Administrative Law & Executive Orders
On November 20th, President Obama delivered a speech on immigration. His speech was grounded in the fact that these United States was a nation of immigrants with more than 200 years of dynamic immigration history, where immigrants shaped the geographical, economic, political, and judicial systems in America. Mr. President showed no signs of shying away from allowing immigrants to continue just that. He promised to issue an executive order on immigration reform, which would potentially allow 5 million people to “come out of the shadows and get right with the law” – and free them from deportation threats.
However, with the rise of the SNS and other instant communications mechanisms, along with the slow economy and jobs growth, the issue with immigration exploded in all levels of social, commercial, and political domain that is unprecedented in modern times.
As of today, 17 states have taken action to sue President Obama over his immigration actions. Their fuss is with the fact that President Obama cannot take unilateral action on immigration – only the Congress can fix the immigration policy. Apparently, these people have not taken a course in Administrative and Constitutional law.
With that, this article will provide you with short and sweet lesson on administrative law.
America has a republican form of government with three branches – executive, legislative, and judicial. The legislative branch, the Congress, has the power to write and pass laws. Then, it needs to be signed by President in order to become effective – as well as overseeing its enforcement. If there is problem with the law passed, then the judicial branch will either say yay or nay on whether it conforms to the U.S. Constitution.
However, there is a catch.
The Executive has the power to bypass the formal process.
FYI, executive orders have the full force of law – they take authority from a power granted directly to the Executive by either the Constitution, or the Acts of Congress. Now, upon judicial review, if the Court deems that the executive order is unsupported by the Constitution or statutes, then it may be struck down.
So then, let’s examine whether the Executive have the power to issue executive order on immigration in pursuance to the Constitution or the Acts of Congress.
Explicit executive powers are listed in the Article II of the U.S. Constitution. Upon quick survey, the Article II expressly confers upon the President to the status of commander in chief of the U.S. armed forces, to make treaties and nominate officials upon advice and consent of the Senate, and to give State of the Union “from time to time.” So, we can brush this one aside.
Now, here is the kicker. U.S. administrative law grants federal agencies the power to adjudicate, legislate, and enforce laws within their specific areas of delegated power. (You gotta ask “What?!”)
That’s right. With a special Congressional delegation of a responsibility, the Executive have the power to write a law, police them, and judge whether its own legislation or enforcement is “right” – hopefully, Constitutional.

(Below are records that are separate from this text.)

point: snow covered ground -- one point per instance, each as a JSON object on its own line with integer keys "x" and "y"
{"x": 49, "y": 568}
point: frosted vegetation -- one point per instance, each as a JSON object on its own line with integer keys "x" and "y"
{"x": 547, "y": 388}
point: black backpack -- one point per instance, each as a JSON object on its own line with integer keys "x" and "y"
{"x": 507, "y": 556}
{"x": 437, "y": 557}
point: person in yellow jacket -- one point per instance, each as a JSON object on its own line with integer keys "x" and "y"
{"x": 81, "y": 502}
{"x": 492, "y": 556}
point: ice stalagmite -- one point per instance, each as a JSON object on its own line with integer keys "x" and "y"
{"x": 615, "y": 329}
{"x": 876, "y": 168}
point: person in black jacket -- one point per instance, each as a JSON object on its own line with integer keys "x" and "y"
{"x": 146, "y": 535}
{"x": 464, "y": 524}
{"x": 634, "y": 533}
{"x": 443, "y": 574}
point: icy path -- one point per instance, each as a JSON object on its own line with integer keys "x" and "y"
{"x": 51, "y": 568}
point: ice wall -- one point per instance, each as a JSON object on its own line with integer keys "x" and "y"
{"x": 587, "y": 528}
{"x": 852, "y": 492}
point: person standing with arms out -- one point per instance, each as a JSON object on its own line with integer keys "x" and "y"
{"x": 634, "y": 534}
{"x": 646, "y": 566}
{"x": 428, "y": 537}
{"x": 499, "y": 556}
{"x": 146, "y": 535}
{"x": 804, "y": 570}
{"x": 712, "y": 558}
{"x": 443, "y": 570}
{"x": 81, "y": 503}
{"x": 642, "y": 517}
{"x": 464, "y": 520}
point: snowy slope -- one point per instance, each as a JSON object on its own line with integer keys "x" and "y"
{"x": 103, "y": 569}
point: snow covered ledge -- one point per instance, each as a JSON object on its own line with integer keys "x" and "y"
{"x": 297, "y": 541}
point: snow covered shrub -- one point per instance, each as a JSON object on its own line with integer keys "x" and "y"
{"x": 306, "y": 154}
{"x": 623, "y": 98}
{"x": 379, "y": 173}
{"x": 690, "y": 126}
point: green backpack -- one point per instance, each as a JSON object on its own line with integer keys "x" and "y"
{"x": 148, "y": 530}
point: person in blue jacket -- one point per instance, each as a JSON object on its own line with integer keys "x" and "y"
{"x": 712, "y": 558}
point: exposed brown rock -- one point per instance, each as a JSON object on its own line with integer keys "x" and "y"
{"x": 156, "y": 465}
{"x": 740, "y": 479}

So, has the Congress specially delegated to the Executive a responsibility in the field of immigration? Yes.
That is why we have United States Citizenship and Immigration Services (USCIS), an executive agency that performs administrative functions related to immigration, overseen by the Department of Homeland Security, an executive cabinet overseen by – you got it – the President. The USCIS writes and passes laws, enforces them, and adjudicates them every day.
And that is why Mr. President can issue an executive order in the area of immigration.